Il y a un gros retard

Mais quel est le problème exactement? "Certains cours sont trop pro-OGM ! (...) Il y a un gros retard. Il y a un manque de terrain, et un manque cruel de sciences sociales. Des ingénieurs qui ne pensent que technique, ce n'est plus du tout compatible avec les défis actuels" explique Fabre. 

Face à ce décalage, certains jeunes bioingénieurs ont décidé de bifurquer. De changer de voie, diplômés ou pas. 

© Tous droits réservés

"Ce retard est le miroir du retard de la société"

C'est au beau milieu des champs, les mains plongées dans la terre, sous la chaleur étouffante d'une serre, que nous rencontrons Amélia Baybay. Armée de son diplôme de bioingénieure, elle aurait pu suivre la voie toute tracée et travailler dans l'industrie agroalimentaire. Mais elle a fait un choix radicalement différent.
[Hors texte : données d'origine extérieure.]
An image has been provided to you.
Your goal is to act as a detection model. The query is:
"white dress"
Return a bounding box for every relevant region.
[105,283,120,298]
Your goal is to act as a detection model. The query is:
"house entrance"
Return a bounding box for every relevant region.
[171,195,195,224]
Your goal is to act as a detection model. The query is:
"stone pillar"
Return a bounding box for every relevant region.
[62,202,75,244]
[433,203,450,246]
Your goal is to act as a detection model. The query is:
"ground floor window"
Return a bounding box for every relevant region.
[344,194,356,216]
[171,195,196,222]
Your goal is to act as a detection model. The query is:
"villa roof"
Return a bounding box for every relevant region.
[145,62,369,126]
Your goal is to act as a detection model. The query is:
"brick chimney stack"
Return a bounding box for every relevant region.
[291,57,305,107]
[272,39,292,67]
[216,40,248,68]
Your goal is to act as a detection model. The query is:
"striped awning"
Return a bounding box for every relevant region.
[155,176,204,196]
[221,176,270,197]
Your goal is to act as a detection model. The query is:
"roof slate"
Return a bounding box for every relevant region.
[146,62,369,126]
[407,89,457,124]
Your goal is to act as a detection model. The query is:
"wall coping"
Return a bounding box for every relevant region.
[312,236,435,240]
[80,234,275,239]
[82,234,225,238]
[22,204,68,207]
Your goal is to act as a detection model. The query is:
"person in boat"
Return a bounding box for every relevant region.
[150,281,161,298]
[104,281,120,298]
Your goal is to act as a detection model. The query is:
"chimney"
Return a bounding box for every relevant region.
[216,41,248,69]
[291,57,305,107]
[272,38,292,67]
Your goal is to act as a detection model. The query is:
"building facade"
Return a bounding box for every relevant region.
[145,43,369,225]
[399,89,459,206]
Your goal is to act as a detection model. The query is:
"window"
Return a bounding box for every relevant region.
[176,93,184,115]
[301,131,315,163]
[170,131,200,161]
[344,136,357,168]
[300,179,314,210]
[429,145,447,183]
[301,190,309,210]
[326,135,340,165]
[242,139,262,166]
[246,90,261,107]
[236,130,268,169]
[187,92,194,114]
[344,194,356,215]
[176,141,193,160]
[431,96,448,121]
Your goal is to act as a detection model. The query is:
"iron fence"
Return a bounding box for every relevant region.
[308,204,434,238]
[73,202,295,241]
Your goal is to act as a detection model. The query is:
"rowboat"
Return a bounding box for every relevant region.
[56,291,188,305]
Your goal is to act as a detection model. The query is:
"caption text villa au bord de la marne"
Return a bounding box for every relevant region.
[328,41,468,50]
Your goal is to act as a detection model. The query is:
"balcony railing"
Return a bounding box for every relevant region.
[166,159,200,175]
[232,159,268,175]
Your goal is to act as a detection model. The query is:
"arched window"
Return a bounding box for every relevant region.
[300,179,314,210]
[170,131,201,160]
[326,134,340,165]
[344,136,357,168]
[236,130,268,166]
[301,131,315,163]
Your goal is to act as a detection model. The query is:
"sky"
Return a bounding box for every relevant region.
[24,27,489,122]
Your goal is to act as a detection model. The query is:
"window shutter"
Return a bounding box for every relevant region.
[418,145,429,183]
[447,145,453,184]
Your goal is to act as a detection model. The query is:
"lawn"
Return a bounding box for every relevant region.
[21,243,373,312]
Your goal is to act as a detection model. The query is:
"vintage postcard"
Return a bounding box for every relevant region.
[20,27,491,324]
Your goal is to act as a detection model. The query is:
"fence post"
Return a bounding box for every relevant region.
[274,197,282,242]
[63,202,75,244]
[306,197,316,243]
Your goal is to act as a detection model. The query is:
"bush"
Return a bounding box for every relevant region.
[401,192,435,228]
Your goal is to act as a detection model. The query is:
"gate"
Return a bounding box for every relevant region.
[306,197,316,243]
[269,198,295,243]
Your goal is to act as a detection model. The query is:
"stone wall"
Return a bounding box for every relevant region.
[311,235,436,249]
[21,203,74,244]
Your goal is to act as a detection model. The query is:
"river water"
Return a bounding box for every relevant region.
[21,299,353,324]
Celui de renoncer au poste à responsabilités et au salaire juteux, pour se lancer en tant que maraîchère.

Avec sa collègue Marine Lewuillon, elle aussi bioingénieure, elle a créé un projet d'alimentation durable basé sur l'autocueillette. "Cette année, on prévoit de nourrir 170 personnes. Et à terme, 230" se réjouit Amélia. 

© Tous droits réservés

Derrière ce choix de vie, une remise en question du parcours qui semblait s'imposer à elle en sortant de l'université. 

"Dans mon cursus, en bachelier, on a très peu parlé du bio. Les OGM étaient cités en exemple car ils permettaient des bons rendements. Ce sont tous des moments où je me mettais en 'off' du cours" raconte Amélia. "A refaire, je ne sais pas si je referais la même formation. (...) Il y a un gros retard. Mais c'est le miroir du retard de la société". 

A refaire, je ne sais pas si je referais la même formation

 Ce choix n'est cependant pas simple sur tous les plans. "Pour l'instant, on se rémunère 1200 euros net alors qu'en tant que bioingénieure je devrais être à 2500. Cela me déprime!" sourit-elle"Mais je n'ai pas de regrets" assure-t-elle. 

Quand étudiants (et professeurs) se rebellent

Dans plusieurs universités, des élèves remettent en question leur cursus. "Beaucoup d'étudiants se demandent vraiment si ce qu'on nous enseigne est ok" témoigne Molly.

Une contestation qui fait écho à celle des étudiants français de la prestigieuse école AgroParisTech. Lors de leur cérémonie de remise de diplômes, en mai 2022, huit étudiants avaient lancé un "appel à déserter".

Loading...

"Nous sommes plusieurs à ne pas vouloir faire mine d'être fières et méritantes d'obtenir ce diplôme à l'issue d'une formation qui pousse globalement à participer aux ravages sociaux et écologiques en cours" avait alors déclaré l'une des étudiantes. La vidéo de leur coup de gueule avoisine le million de vues sur Youtube. 

En Belgique, la contestation n'a pas encore pris de telles proportions. Mais elle prend forme au détour des couloirs ou lors de soirées-débats. 

Il faudrait éliminer certains cours

Certains professeurs comprennent, et participent même à cette contestation. C'est le cas de Marjolein Visser, professeure à l'Université Libre de Bruxelles. Elle a été l'une des pionnières de l'agroécologie à l'Université. "Quand j'entends l'avis des étudiants, je pense qu'on l'on peut dire que certains cours sont dépassés et qu'il est grand temps soit de les éliminer, soit de les réformer de l'intérieur". 

© Tous droits réservés

Pour cette professeure, il y a du pain sur la planche. "Il y a beaucoup de choses à faire, mais je vois bien à quel point c'est difficile de changer les choses".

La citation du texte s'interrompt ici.